# USDAA Brace - hilarious video!



## GottaLuvMutts (Jun 1, 2009)

Brace yourself, cause this video is hilarious! For those who don't know, Brace is a USDAA class where two dogs are run simultaneously by one handler. Enjoy!


----------



## Michiyo-Fir (Jul 25, 2009)

what in the world? LOL I never knew they had events where you're supposed to run 2 dogs at the same time!

Edit: Wow the first set of shelties are so loud! They're so barky during the run.


----------



## GottaLuvMutts (Jun 1, 2009)

Michiyo-Fir said:


> Edit: Wow the first set of shelties are so loud! They're so barky during the run.

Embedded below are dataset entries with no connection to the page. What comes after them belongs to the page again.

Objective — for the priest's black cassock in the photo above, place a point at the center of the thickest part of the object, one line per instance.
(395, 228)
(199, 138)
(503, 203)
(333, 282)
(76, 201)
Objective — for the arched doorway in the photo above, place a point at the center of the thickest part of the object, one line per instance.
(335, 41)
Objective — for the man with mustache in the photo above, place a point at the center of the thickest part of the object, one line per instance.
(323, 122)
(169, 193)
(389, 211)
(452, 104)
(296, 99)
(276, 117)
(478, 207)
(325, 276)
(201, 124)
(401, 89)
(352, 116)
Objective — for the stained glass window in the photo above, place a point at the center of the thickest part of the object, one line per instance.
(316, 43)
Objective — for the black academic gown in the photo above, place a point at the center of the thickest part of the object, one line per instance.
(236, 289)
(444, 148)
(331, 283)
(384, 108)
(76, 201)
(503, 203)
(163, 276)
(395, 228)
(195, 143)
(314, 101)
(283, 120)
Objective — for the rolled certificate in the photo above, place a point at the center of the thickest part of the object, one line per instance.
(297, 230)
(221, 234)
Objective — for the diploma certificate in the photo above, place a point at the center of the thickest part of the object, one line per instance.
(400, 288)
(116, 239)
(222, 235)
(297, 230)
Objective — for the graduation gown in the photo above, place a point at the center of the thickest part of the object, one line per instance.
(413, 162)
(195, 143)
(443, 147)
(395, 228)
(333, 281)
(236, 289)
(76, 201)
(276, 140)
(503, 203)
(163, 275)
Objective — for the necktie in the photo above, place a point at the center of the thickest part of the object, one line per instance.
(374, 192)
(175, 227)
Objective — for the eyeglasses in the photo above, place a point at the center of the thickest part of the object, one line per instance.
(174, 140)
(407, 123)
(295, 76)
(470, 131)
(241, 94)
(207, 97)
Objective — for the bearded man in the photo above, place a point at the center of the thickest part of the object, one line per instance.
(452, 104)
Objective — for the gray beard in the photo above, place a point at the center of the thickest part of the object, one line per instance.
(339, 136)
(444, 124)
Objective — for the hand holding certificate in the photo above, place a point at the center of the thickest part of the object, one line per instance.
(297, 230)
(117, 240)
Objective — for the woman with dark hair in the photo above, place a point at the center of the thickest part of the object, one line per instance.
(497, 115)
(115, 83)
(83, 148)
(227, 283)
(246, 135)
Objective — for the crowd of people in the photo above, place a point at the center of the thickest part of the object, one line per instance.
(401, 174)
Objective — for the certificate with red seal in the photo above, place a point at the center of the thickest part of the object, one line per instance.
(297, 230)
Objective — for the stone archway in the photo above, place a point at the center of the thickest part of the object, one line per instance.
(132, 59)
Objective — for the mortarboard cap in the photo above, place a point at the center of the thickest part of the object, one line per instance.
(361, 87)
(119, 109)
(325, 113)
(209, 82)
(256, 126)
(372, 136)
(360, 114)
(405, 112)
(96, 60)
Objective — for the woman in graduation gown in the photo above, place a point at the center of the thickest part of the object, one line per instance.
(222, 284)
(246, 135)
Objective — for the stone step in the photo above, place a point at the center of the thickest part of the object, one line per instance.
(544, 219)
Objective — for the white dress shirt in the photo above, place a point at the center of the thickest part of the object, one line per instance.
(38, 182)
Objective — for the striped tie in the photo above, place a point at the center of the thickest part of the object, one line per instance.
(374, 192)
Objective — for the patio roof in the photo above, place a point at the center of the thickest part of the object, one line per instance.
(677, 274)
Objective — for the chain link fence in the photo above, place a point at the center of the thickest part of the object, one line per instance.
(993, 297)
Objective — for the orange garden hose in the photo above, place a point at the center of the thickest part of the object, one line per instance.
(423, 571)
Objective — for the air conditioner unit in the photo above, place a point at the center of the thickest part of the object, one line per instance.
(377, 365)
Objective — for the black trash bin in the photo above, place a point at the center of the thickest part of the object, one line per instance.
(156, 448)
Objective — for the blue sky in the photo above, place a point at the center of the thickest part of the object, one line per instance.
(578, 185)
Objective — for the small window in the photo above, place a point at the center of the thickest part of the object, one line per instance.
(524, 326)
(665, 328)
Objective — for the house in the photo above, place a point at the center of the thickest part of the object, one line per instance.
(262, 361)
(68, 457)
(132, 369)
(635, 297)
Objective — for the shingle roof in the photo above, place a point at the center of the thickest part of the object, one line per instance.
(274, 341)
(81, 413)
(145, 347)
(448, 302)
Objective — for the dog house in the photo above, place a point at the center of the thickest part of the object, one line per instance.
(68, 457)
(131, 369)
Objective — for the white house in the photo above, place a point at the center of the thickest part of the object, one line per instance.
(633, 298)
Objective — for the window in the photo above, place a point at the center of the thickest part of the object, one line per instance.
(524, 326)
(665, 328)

Hmm, there weren't any shelties in the video I posted. Do you mean the keeshonds? Or maybe the BC/Collie pair? All of them were pretty barky.


----------



## Michiyo-Fir (Jul 25, 2009)

Oh sorry, you were right, it was the rough collie, BC pair. I'm not sure why I thought they were shelties because they're pretty big lol. But gosh, they are so loud!! 

Most of the Paps were really quiet which I love. I don't really like dogs that bark a lot during training or work. For some reasons it really irritates me. A few excited barks is ok but not constantly.


----------



## GottaLuvMutts (Jun 1, 2009)

Michiyo-Fir said:


> Oh sorry, you were right, it was the rough collie, BC pair. I'm not sure why I thought they were shelties because they're pretty big lol. But gosh, they are so loud!!


Would you believe that both of those dogs are like 9-10 years old??? The BC is very barky on course, even when she's running alone. The collie just got a little overexcited about the BC and thought she wanted to play. It was cut out of the video, but as soon as they finished their run, the collie (F) started humping the BC (also F)!!!

I've learned to live with Kit's vocalizations while running. It annoys me only when she misses cues cause she's too loud to hear them.


----------



## So Cavalier (Jul 23, 2010)

Wow, that was a hoot....now I am going to have to enter a USDAA trial just to do this!


----------



## Shandwill (Jul 23, 2010)

LOVE this video! Total insanity, but looks like so much fun


----------



## FlashTheRottwuggle (Dec 28, 2009)

I was dying laughing! I loved the keeshonds and the goldens! Too funny!


----------



## Indigo (Mar 31, 2011)

That's hilarious and looks like tons of fun, but...

That looks like a nightmare to handle.... I mean you only have one body and you have to adjust for two dogs... agggh!

I guess there is no height divisions either? Otherwise everyone would just try to have a height dog like they do for flyball.

Not to mention judging this! I see judges missing things for one dog all the time, it must be really hard to watch two dogs.

And maybe safety... two dogs on one dog walk might bump one another off. I dunno. I think of collisions in flyball passes... a really motivated dog sometimes isn't aware of anything but the goal.

Edit: Around 8:04 when the two keeshonds get into an argument over who is doing the weaves. Priceless.


----------